В своей горечи Клюев доходит здесь до явных несправедливостей и прямого искажения фактов. Никто Васильева в плагиате не уличал, хотя его колыбельная про гусыню из «Песни о гибели казачьего войска» явно перекликается с клюевской «белой гусыней» из «Плача о Сергее Есенине», так же как написанная в начале 1933 года «Тройка» – яростный ответ на плач о гибели русской тройки в «Погорельщине» («Загибла тройка удалая, / с уздой татарская шлея, / и бубенцы – дары Валдая, / дуга моздокская лихая, – / утеха светлая твоя!.. / Разбиты писаные сани, / издох ретивый коренник…»):
И коренник, как баня, дышит,
Щекою к поводам припав,
Он ухом водит, будто слышит,
Как рядом в горне бьют хозяв…
………………………………
Рванулись. И – деревня сбита.
Пристяжка мечет, а вожак,
Вонзая в быстроту копыта,
Полмира тащит на вожжах!
…Обида обидой, а не мог забыть Клюев своего недолговечного друга и наперсника в поэзии. Узнав о новом аресте Павла, он пишет Горбачёвой уже из томской ссылки: «Как Москва? Как писатели и поэты – как они, горемыки миленькие, поживают. Жалко сердечно Павла Васильева, хоть и виноват он передо мною чёрной виной». «Слышал я, что Павел Васильев уехал из Москвы. Это меня очень и весьма удивило. Быть может, Вы знаете, или слышали подробности. Очень любопытно». «Очень меня волнует судьба Васильева, не знаете ли Вы его адреса?» «Что слышно о П. Васильеве? Где он?» Такие вопросы мелькают почти в каждом из последних клюевских писем. И, наконец, последнее упоминание в письме из Томска от 22 декабря 1936 года: «Объявился ли Васильев, или пишет из тюрьмы? Что Литгазеты назвали его бездарным – это ничего не доказывает. Поэт такой яркости, обладатель чудесных арсеналов с кладенцами может оказаться бездарным совершенно по другим причинам (так сказал один мудрый китаец). Мне бы очень хотелось прочесть бездарные стихи Павла. Хотя он и много потрудился, чтобы я умолк навсегда. Передайте ему, что я написал четыре поэмы. В одной из них воспет и он, не как негодяй, Иуда и убийца, а как хризопрас самоцветный».

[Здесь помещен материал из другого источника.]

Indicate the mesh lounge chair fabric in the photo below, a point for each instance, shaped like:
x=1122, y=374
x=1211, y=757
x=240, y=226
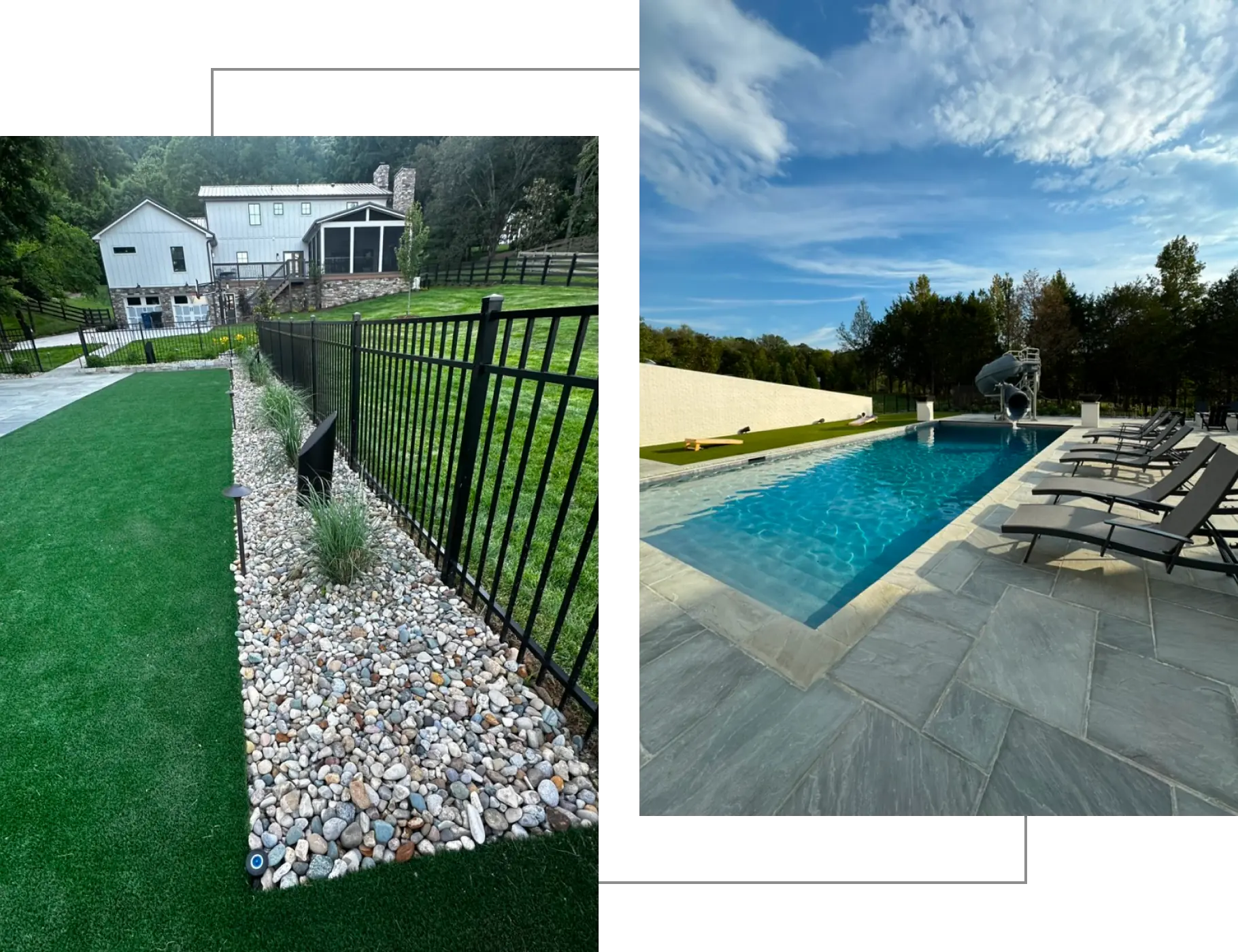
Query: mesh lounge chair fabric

Необходимый штрих к стихотворению «Клеветникам искусства» и упоминанию имени Васильева в клюевских письмах: в заключительной редакции стихотворения одна из строк, обращённая к Павлу, приняла несколько иной вид: «Полыни сноп, степной иуда…» Всё остальное сохранилось в неизменном виде.
…Вспоминая «инсценировку», как точно определила Варвара Горбачёва, отречения Васильева от Клычкова и окидывая взглядом всю гамму его отношений с Клюевым в совершенно невыносимой литературно-политической атмосфере, волей-неволей согласишься со словами молодого Льва Гумилёва, с которым, кстати, Павел и Клюев познакомились в доме у того же Клычкова: «Знаете, какая разница между евреями и русскими? Евреи делят всех людей на своих и чужих. Чужим они горло перегрызут, а для своих готовы на всё… Русские тоже делят людей на своих и чужих. Чужим они тоже горло перегрызут, а про попавшего в беду русского подумают: „Он, конечно, свой брат, а всё равно – наплевать!“».
Глава 32
ПОСЛЕДНИЕ ДНИ В МОСКВЕ
За год до «обсуждения» Павла Васильева в редакции «Нового мира» Клюеву пришлось объясниться с Гронским лично.
Тридцатого сентября 1959 года вышедший на свободу после 18 лет воркутинских лагерей и казахстанской ссылки Иван Михайлович Гронский выступил в Институте мировой литературы с воспоминаниями, посвящёнными «крестьянским» поэтам: Есенину, Клюеву, Клычкову, Орешину, Павлу Васильеву.
И вот как рассказал он о своих встречах с Клюевым.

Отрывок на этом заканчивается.